Quelques semaines plus tôt, alors qu’il avait rejoint son copain Sean Penn sur un tournage à La Nouvelle-Orléans, « Hunter » n’avait même pas pu participer à la party de la production, inaccessible en fauteuil roulant. Il était resté au bar, seul, à écluser des bières. Lui qui, d’habitude, était le roi de la fête, aimantant les convives par ses excès et ses récits fascinants ! Lui, l’inventeur du journalisme « gonzo » – dans l’argot des barmans, ce mot désigne le dernier client encore debout à la fin de la nuit. Un journalisme résolument subjectif, qu’il a inauguré dans les années 1960 en suivant une bande de terrifiants
Hell’s Angels. « Ils ont été un peu réservés au début, mais après 50 ou 60 bières, nous avons pour ainsi dire trouvé un terrain d’entente », racontera-t-il plus tard.
Dès lors, pour le magazine Rolling Stone, de conventions démocrates en finales du Super Bowl, le Dr Thompson – comme il aimait à se désigner ironiquement – va promener sa silhouette hautaine, affublé d’un chapeau safari ou d’un short en jean. On le retrouve un jour dans une voiture en train de parler football américain avec Nixon, « cet homme aussi intègre qu’une hyène », un autre endormi sur un matelas pneumatique au milieu d’une piscine de Kinshasa, au Zaïre, alors qu’il est censé couvrir le « combat du siècle » Mohamed Ali-George Foreman. Son journalisme teinté de hooliganisme fait de lui une star. En France, La Grande Chasse au requin est éditée en deux volumes dans la mythique collection Speed 17 des Humanoïdes associés, dès la fin des années 1970.
REMONTANTS ET EXCITANTS
Mais que l’on ne s’y trompe pas : derrière tout le folklore et les excès de Dr Gonzo se cache un écrivain d’une efficacité redoutable. Son excellent biographe, William McKeen, a bien repéré les quelques « trucs » de son écriture* : les déboires personnels de Thompson – réservations égarées, cuites, contretemps – prennent toujours le pas sur le sujet lui-même ; il s’invente souvent un comparse pour pouvoir dialoguer des scènes ; et envoie ses articles par bribes décousues, à charge pour ses pauvres rédacs chef de couturer l’ensemble. On recommande aux lecteurs français son article cruel de 1970 sur le skieur multimédaillé olympique Jean-Claude Killy, reconverti en bonimenteur pour Chevrolet au Chicago Auto Show…

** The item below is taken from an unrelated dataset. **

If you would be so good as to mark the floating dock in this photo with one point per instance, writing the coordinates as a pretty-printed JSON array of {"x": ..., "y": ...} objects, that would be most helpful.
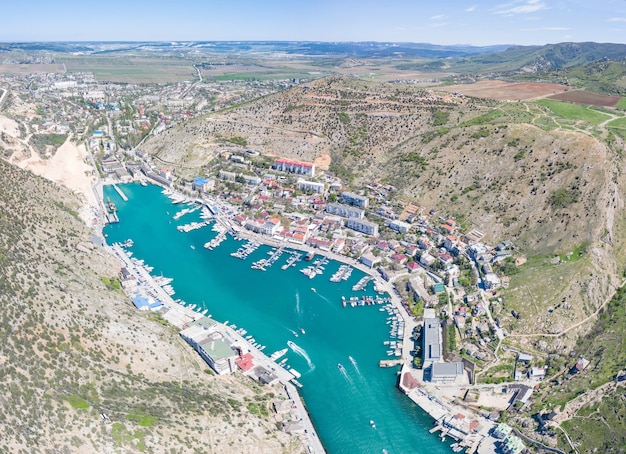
[{"x": 119, "y": 191}]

Mais, en ce dimanche 20 février 2005, le Dr Gonzo n’est plus que l’ombre de lui-même. La veille, sacrifiant à son goût maniaque des armes, il avait voulu tirer sur un gong dans sa cuisine, mais avait manqué de toucher Anita, sa dernière épouse, plus jeune que lui de trente-cinq ans. Elle s’était montrée furieuse. Ensuite, il avait passé sa soirée à nettoyer ses pistolets avec Juan, racontera ce dernier dans Fils de Gonzo (Globe).
Alors, ce 20 février, il glisse une feuille dans sa machine à écrire IBM et tape un seul mot au milieu de la page : « councelor » (conseiller). Ensuite, il parle quelques minutes au téléphone avec Anita, partie faire du sport à Aspen. Puis, sans même raccrocher, il empoigne son calibre 45 et se tire une balle dans la bouche. Son fils avait quitté la pièce quelques secondes auparavant. Exit Hunter S. Thompson.